そして今日、第5巡回区控訴裁判所のパネルが、2023年に承認されたミフェプリストンの遠隔処方規制に対するルイジアナ州の異議申し立てに対し、一時差し止め命令を発令した。Alliance for Hippocratic Medicine事件が終わったと思っていたのであれば、第5巡回区の動向を十分に注視していなかったことになる。
以下は、判事Kyle Duncanが執筆したパネル意見書の冒頭部分である。
背景と経緯
ドブス判決(Dobbs v.
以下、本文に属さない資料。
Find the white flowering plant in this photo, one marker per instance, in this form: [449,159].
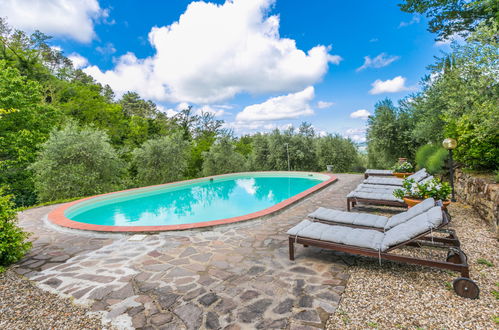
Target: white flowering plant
[404,167]
[432,188]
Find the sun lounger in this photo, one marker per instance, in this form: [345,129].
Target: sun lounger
[373,195]
[418,176]
[371,172]
[377,244]
[382,223]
Jackson Women's Health Organization)により、連邦最高裁は妊娠中絶規制を州に委ねる判断を下した。これを受け、バイデン政権は連邦機関に対し、「薬物による妊娠中絶アクセスの拡大」を指示した(大統領令第14076号、2022年7月8日)。
翌年には、FDA(米食品医薬品局)がミフェプリストンの安全ガイドラインを正式に変更。これにより、医師による対面診察なしでオンライン処方が可能となり、郵送で薬を受け取れるようになった。
ルイジアナ州の主張とFDAの対応
2025年、ルイジアナ州は行政手続法(APA)に基づき、FDAの新規制に対して連邦裁判所に異議を申し立てた。主な主張は以下の通りである。
- FDAが遠隔処方の安全性を裏付けるデータが不十分または存在しない
- 新規制によりルイジアナ州で多数の違法な妊娠中絶が発生
- ミフェプリストンの副作用で被害を受けた女性へのメディケイド支払いが州の財政負担となっている
ルイジアナ州は訴訟中の規制差し止めを求めたが、FDAは包括的な再検討を行っている最中であり、完了時期は未定でデータ収集中であると主張した。
裁判所の判断と今後の展望
地区裁判所はルイジアナ州の主張が「勝訴の見込みが高い」と認めたものの、衡平法上の救済と公益のバランスを理由に差し止めを認めなかった。ルイジアナ州は控訴裁判所に上訴し、審理中の差し止めを求めた。
第5巡回区控訴裁判所は、ルイジアナ州の主張を認め、規制の差し止めを命じた。この決定により、ミフェプリストンの処方には今後、対面での医師評価が必要となる。ただし、この差し止めによりミフェプリストンが市場から排除されるわけではない。
判決文の中で、Duncan判事は「この事案は早急に連邦最高裁に上告されるべきだ」と述べた。また、ドブス判決後の全米の妊娠中絶件数増加の一因が、遠隔処方規制にあると指摘した。
特に、青い州の医師がルイジアナ州やテキサス州などの赤い州に対し、州の「シールド法」によって保護されながら薬を郵送している現状が問題視されている。対面診察の義務化により、こうした遠隔処方が困難になる可能性がある。